The role of protein-53 amyloid in determining the aggressiveness of basal cell carcinoma regulated by interleukin-6, myeloid cell leukemia-1 and basic fibroblast growth factor

Abstract

Basal cell carcinoma (BCC) is a common malignant skin tumor that rarely metastasized, although it is often locally destructive and aggressive. The amyloid in BCC is resulted from degenerated epithelial cell through apoptosis caused by activation of p53. Interleukin-6, MCL-1 and bFGF are inflammatory mediators which have important role in angiogenesis. To prove that high expression of p53 amyloid is related to aggressiveness of BCC via the regulation of IL-6, MCL-1 and bFGF expression. Archived specimens from 51 cases diagnosed with Primary BCC. We performed immunohistochemical staining for IL-6, MCL-1, bFGF expression and p53 amyloid deposit.
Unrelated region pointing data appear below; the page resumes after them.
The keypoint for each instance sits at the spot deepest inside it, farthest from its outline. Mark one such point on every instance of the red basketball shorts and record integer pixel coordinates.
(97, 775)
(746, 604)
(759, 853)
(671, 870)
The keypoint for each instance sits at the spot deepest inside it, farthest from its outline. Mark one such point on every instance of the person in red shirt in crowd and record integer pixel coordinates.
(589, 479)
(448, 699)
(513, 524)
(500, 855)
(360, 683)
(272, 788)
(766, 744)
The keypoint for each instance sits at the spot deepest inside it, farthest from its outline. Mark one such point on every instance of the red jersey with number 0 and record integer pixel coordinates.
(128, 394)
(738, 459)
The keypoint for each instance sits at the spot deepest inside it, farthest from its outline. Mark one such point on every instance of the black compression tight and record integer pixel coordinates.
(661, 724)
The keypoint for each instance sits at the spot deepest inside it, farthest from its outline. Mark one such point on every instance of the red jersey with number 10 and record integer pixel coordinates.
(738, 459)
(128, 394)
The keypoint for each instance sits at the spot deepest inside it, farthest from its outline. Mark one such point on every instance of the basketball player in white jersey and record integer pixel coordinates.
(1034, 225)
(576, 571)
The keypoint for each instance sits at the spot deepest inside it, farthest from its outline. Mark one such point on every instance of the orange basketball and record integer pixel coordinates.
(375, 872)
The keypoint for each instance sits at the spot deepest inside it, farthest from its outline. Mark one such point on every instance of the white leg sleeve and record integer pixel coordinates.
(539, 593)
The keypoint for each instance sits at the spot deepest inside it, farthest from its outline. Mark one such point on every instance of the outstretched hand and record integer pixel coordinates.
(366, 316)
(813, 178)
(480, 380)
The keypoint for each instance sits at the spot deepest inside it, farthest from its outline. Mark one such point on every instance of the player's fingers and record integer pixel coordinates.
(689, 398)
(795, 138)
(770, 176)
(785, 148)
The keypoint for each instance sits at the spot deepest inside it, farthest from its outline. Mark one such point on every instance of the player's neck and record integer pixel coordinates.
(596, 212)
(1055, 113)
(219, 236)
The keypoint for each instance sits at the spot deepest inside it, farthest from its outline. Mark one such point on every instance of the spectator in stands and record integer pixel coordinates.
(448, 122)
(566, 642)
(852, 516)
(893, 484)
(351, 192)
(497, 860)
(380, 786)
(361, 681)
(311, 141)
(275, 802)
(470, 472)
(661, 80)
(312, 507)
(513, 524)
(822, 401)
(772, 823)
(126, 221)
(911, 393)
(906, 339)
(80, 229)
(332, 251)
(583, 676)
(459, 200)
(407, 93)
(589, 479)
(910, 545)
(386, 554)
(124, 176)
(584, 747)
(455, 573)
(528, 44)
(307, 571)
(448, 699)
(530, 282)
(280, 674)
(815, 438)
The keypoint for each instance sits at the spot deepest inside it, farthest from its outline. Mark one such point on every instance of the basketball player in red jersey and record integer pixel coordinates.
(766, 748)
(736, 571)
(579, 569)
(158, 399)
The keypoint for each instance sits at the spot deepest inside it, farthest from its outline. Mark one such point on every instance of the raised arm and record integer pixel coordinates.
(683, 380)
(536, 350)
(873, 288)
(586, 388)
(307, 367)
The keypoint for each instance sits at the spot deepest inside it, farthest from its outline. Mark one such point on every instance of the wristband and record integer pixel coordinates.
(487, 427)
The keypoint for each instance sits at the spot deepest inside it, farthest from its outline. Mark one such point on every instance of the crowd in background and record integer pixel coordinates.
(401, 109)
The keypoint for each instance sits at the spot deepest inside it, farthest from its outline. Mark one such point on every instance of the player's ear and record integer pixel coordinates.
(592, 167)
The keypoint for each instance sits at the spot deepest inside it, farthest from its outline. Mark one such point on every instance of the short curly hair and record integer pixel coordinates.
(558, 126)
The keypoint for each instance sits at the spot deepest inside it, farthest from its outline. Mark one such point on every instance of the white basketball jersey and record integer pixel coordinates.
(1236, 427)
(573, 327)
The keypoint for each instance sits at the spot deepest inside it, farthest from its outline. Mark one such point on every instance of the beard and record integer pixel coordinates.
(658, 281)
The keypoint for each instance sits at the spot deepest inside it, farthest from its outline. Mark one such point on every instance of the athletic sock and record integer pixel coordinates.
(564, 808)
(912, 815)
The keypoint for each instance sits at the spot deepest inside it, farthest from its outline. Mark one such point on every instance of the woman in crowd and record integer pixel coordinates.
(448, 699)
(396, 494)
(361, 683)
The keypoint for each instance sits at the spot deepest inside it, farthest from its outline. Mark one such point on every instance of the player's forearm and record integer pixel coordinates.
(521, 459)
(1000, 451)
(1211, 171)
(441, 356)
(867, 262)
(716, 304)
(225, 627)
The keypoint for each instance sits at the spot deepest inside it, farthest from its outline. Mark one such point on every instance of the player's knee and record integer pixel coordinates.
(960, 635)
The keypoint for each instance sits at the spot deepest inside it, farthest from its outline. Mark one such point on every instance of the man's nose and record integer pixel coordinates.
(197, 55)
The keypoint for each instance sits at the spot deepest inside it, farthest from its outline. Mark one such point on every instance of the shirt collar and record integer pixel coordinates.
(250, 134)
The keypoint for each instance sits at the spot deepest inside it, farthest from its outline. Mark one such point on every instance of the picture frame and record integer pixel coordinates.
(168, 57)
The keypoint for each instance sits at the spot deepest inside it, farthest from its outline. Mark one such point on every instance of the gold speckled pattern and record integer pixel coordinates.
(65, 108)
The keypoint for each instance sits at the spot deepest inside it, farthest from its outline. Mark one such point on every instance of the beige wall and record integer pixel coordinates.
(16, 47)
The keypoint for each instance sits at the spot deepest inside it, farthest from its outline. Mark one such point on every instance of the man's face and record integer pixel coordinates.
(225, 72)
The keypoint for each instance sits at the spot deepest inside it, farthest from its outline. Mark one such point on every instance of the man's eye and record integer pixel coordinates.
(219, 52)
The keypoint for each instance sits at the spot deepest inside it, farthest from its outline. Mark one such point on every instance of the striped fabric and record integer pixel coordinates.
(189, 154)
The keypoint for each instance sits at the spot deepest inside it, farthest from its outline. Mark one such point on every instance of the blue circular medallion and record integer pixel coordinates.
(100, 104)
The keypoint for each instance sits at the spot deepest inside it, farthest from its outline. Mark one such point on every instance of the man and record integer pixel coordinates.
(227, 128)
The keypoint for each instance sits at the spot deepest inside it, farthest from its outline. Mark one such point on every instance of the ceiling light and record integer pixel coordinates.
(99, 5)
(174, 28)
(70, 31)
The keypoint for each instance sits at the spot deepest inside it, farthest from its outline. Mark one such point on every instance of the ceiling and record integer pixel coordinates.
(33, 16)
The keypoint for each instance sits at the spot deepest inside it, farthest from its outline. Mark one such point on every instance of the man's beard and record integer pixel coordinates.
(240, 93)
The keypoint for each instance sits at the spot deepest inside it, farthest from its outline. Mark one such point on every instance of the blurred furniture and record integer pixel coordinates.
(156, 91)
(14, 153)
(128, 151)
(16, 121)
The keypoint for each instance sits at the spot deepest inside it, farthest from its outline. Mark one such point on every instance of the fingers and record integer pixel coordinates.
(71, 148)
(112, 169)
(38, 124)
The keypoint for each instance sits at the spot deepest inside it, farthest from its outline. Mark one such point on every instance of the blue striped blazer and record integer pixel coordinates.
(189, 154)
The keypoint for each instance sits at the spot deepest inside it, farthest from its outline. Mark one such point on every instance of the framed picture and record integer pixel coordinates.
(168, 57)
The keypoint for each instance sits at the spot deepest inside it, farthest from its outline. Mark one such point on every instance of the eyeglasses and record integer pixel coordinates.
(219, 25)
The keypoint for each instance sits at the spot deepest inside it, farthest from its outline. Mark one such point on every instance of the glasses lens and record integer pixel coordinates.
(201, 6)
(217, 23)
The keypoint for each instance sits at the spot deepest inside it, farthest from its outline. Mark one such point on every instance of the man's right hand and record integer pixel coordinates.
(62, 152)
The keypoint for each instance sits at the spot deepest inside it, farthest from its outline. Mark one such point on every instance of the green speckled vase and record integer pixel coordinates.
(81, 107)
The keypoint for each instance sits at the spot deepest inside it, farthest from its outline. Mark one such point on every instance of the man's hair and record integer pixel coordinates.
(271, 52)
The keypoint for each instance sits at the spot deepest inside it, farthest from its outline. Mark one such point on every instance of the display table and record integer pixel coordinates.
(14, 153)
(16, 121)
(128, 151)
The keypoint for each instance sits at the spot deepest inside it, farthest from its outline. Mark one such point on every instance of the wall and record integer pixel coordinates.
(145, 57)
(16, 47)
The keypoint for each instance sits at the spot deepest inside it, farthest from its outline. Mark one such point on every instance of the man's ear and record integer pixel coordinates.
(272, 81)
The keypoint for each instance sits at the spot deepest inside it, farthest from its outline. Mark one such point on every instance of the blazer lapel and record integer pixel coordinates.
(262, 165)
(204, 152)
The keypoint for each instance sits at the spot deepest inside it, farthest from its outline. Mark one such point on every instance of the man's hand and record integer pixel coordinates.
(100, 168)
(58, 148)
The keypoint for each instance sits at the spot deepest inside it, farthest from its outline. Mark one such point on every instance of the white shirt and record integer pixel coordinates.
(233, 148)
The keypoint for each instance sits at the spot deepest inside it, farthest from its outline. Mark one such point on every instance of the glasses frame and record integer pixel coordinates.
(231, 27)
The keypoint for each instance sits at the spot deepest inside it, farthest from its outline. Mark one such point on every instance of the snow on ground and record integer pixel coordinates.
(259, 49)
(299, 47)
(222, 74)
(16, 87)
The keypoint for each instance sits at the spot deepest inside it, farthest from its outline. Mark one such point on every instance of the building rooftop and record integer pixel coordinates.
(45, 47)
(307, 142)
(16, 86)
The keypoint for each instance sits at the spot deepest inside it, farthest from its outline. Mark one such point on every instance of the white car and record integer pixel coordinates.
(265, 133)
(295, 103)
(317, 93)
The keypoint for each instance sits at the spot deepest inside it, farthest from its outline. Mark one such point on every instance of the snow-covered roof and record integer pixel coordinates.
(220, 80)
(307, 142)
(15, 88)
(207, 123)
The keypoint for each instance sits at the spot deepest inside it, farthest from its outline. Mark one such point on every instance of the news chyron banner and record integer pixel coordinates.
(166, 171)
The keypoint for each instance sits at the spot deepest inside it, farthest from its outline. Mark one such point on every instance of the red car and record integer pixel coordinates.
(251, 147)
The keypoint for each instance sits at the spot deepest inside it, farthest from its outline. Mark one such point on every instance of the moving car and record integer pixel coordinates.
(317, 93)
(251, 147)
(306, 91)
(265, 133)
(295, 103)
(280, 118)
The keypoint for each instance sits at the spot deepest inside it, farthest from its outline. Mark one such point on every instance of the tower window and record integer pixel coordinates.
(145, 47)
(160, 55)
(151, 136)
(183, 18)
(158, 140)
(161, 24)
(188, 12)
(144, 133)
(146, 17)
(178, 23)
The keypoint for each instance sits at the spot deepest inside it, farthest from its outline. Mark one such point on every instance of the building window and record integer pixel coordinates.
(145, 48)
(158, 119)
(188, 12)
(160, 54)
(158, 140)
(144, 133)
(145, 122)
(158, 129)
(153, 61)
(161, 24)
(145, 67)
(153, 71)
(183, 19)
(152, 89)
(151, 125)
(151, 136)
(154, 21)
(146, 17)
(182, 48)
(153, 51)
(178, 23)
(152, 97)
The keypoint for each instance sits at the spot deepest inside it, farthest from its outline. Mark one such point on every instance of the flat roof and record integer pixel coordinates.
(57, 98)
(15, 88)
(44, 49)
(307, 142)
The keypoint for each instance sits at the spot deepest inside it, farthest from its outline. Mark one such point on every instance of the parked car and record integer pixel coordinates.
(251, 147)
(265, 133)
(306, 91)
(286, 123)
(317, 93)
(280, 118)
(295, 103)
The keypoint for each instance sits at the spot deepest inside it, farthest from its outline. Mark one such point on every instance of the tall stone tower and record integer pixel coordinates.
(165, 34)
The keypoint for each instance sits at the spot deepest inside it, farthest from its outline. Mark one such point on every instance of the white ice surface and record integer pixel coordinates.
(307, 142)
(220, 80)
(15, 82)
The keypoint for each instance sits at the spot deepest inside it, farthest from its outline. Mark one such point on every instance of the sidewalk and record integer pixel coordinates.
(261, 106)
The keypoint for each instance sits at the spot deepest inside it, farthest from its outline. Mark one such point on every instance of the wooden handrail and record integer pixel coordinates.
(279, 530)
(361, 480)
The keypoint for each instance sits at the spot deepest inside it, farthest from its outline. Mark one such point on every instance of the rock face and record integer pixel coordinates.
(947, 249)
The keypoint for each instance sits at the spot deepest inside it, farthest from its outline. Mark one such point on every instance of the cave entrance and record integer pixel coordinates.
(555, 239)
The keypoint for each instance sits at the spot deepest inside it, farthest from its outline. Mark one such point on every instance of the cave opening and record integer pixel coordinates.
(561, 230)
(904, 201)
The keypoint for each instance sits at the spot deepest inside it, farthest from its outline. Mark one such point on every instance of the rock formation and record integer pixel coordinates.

There was a significant difference in the expression of p53 (p = 0.04), amyloid deposits (p = 0.015), P53 amyloid deposits (p = 0.038), IL-6 (p = 0.040), MCL-1 (p = 0.032), bFGF (p = 0.044) in A BCC compared with NA BCC. There were a significant association between MCL-1 and bFGF (p = 0.07) and p53 amyloid with bFGF (p = 0.051). p53 amyloid, IL-6, MCL-1 and bFGF have an important role in BCC aggre-sivity.